This always seems to come up in edupunk conversations, and seems to be one of the main attacks against edupunk, even from great people who I respect no end — hey, they’ll say, we can’t have a knee-jerk reaction against corporate solutions. They aren’t necessarily evil.
It may surprise you, but I completely agree. In fact, I’ll go one step further, corporations are never evil.
Corporations are the wrong thing to be looking at. They aren’t evil or good — they merely *are*. It’s the environment and the market that needs to be considered.
Markets are healthy or sick. And when they are sick, due to patent silliness, an oversupply of easy credit, or lack of regulation, all corporations will end up doing things against the public good.
Right now the reason the LMS market is sick is that Blackboard has no natural predators, due to a variety of factors, but primarily due to the particular structure of university purchasing systems combined with some early advantages Blackboard possessed (I do not see the patent issue, as awful as it is for the current market, as the main reason for their dominance). Blackboard is not evil, but its current situation is like a snakehead dropped in the Potomac to feed. And sitting around deciding whether it deserves to eat all those other fish is beside the point.

- Snakehead 1.0. Image via Wikipedia
You see, I’m willing to admit, from a purchasing standpoint, that this feature or that feature of NG will improve the lives of students. I don’t see much indication that Blackboard has gotten past their core mission as an access control company, but, hey, more amazing transformations have happened. I think they don’t get openess in a really fundamental way, but still, if it became in their interest to do so, they could be quick learners.

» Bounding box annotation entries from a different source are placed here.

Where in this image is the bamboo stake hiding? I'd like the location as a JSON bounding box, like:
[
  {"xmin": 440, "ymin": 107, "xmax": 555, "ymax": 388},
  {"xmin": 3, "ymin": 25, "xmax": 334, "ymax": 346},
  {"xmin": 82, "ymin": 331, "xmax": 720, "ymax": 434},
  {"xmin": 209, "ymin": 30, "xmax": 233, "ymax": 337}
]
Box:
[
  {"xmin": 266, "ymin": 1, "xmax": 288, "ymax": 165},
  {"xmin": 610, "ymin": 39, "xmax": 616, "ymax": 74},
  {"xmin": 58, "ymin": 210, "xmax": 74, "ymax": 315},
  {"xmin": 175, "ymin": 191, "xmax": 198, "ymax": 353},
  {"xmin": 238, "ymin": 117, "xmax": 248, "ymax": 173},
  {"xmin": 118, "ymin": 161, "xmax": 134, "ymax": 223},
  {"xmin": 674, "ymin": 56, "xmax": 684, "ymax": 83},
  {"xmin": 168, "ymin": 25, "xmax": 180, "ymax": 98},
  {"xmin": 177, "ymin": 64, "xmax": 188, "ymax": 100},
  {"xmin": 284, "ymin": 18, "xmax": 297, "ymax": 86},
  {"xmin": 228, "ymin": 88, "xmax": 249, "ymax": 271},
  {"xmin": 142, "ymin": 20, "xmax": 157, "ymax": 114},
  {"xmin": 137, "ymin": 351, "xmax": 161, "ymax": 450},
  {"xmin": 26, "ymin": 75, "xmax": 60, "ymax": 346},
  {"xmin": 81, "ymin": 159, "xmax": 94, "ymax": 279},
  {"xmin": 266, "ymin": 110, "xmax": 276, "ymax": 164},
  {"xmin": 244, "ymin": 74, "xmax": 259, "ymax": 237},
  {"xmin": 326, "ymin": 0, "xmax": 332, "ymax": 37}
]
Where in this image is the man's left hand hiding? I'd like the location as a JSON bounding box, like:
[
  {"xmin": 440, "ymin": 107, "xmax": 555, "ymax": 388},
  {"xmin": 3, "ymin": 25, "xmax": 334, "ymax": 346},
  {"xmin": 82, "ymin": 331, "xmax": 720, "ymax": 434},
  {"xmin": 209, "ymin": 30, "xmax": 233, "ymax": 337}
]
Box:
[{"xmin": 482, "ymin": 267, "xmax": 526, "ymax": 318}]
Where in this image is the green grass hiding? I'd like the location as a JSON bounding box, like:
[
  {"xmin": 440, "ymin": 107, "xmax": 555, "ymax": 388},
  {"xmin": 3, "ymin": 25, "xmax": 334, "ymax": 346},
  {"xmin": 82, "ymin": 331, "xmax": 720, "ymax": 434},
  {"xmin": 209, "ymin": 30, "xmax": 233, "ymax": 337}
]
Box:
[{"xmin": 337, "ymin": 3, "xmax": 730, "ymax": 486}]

All that is interesting, and fodder for future blog posts. But no matter what the value of Blackboard’s individual actions, the fact is the LMS market ecosystem is sick, and will remain sick until Blackboard develops natural predators. I’m not really interested in the feature list of Snakehead 2.0. Compared to the larger context, the feature list is a minor point.
So I thank the gods for people like Jim Groom, the killer catfish who jumps on their every move, and scraps it up against all odds. People will say he isn’t reasonable, but when you are trying to address a balance of power issue, it doesn’t always pay to be reasonable. Sometimes you just gotta pull the rope as long and hard as you can.
Jim does that every day, here’s to him.
Update: Jim challenges me in the comments, and in response I have to reformulate. Blackboard is not a snakehead in a peaceful pond, a fish out of water as it were. Blackboard is what happens when a teaching technology company evolves to conform to the enterprise software pond. It’s attributes that we dislike are results of the enterprise purchasing system, not the causes of the environment, though they may perpetuate it.